Figure 1(a) illustrates a decrease in applied jamming power with an increase in jamming power cost and the total transmission power. Figure 1(b) illustrates that for \({\bar{p}}\) the GCS tends to serve the UAV uniformly. While an increase in \({\bar{p}}\) allows the GCS to serve in more individual form according to non-uniform power allocation (32). This makes the problem remarkably distinguish from OFDM transmission where uniform strategy arise for large total power resource [8]. This is caused by the fact that OFDM utility can be approximated by a superposition of logarithm and linear function of transmission power for large applied power while proportional fairness utility of the considered game can be approximated similar way for small applied power.

4 Conclusions

The problem to maintain freshness of the commands received by a group of UAVs to succeed a mission under hostile interference was modeled as non-zero game.
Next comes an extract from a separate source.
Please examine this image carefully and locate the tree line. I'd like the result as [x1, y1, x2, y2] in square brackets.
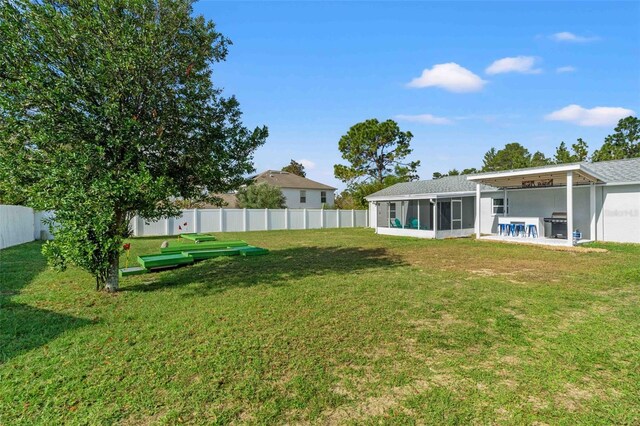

Proportional fairness in mission success by each of the UAVs is considered as criteria for the GCS. The problem is formulated and solved as non-zero some game The considered game differs remarkably from the conventional jamming games considered in literature [16, 20, 24] because the structure of the rivals’ strategies differ from from each other. In particular, the GCS’s strategy is power allocation between the UAVs, while the interferer’s strategy is a common power level assignment to jam the whole UAV’s group. Moreover, in OFDM jamming game with throughput as transmitter’s payoff [8], transmitter’s equilibrium strategy is uniform power allocation for large total transmitting power, while, in the considered game, GCS’s equilibrium strategy is uniform power allocation for small total transmitting power.